TL;DR: Hand-written eval cases test the failures you already imagined, which are never the ones that page you. The best eval cases we have did not come from a brainstorm, they came from production incidents. We wired the postmortem process to emit an eval case automatically, and our eval set started catching the next variant of last month's outage instead of the bugs we were already not making.
Hand-written eval sets have a blind spot shaped like your imagination
When you sit down to write eval cases, you write the failures you can think of, and by definition those are the ones you already defend against. The failure that takes down prod is the one nobody pictured, and it is not in your hand-written set, because if you had pictured it you would have fixed it. So a green eval run mostly tells you that you are still not making the mistakes you already knew about.
Mining cases from incidents
Every prod incident is a labeled example handed to you for free: an input, a wrong output, and a human who already decided it was wrong. We changed the postmortem template to capture the exact input envelope (prompt, retrieved context, tool outputs, model and params) and the corrected expected behavior, and a small script drops that into the eval set as a permanent case.

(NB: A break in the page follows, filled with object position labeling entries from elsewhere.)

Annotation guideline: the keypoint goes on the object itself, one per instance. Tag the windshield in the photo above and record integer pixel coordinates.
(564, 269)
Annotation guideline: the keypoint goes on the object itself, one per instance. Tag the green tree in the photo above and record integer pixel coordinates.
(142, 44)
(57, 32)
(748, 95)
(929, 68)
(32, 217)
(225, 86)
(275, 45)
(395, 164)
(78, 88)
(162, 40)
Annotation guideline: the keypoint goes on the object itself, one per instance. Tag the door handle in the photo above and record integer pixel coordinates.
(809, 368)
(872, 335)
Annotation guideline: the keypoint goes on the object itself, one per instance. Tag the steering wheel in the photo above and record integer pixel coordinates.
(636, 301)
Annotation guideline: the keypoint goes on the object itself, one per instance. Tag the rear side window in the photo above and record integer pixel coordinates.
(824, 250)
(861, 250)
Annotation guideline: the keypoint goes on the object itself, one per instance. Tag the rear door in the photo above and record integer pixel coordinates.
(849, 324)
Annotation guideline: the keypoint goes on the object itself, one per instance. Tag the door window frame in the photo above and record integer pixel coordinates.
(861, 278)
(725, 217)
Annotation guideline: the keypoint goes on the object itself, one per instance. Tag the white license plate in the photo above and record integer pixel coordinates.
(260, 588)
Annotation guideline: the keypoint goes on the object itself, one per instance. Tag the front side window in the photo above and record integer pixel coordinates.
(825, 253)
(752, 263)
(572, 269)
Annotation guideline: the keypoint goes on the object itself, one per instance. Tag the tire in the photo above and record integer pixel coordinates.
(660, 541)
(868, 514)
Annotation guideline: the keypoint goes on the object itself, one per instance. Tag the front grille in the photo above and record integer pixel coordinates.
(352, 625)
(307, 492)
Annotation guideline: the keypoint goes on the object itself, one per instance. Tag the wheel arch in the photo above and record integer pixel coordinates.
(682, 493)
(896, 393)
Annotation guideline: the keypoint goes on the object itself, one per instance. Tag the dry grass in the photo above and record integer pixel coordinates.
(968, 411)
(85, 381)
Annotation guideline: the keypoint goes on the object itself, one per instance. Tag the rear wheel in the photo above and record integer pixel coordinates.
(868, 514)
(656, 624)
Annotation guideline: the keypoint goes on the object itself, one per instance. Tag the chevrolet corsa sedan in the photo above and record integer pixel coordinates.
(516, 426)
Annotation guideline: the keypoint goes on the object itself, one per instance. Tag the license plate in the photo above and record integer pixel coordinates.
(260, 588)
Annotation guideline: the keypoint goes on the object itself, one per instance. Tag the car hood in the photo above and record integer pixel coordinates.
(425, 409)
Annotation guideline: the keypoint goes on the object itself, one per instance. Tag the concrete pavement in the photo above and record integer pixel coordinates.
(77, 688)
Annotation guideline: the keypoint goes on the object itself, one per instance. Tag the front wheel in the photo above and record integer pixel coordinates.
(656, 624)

# at postmortem close, capture the incident as a permanent eval case
def incident_to_eval_case(incident):
return {
"input": incident.full_input_envelope, # prompt + context + tool outputs + params
"expected": incident.corrected_behavior, # what a human said it should have done
"source": f"incident:{incident.id}",
"added": incident.closed_at,
}
Two things changed. The eval set started reflecting how the system actually fails, not how we imagined it might. And "add the regression test" stopped being a separate task someone forgets, it became a field in the postmortem, so it happens every time.
The honest limit
This is reactive by construction: you only get the case after the incident, so it does nothing for the failure you have not had yet. We pair it with a small set of hand-written adversarial cases for the scary-but-unseen classes, but the bulk of the value, and the cases that actually catch repeat regressions, come from incidents.
Open question
An incident-derived case is one example. The real failure is usually a CLASS, every input shaped like that one, and turning a single incident into a generator for the whole class without hand-writing variations is the part I have not automated well. If you have a clean way to go from one incident to its equivalence class of eval cases, that is the comment I want.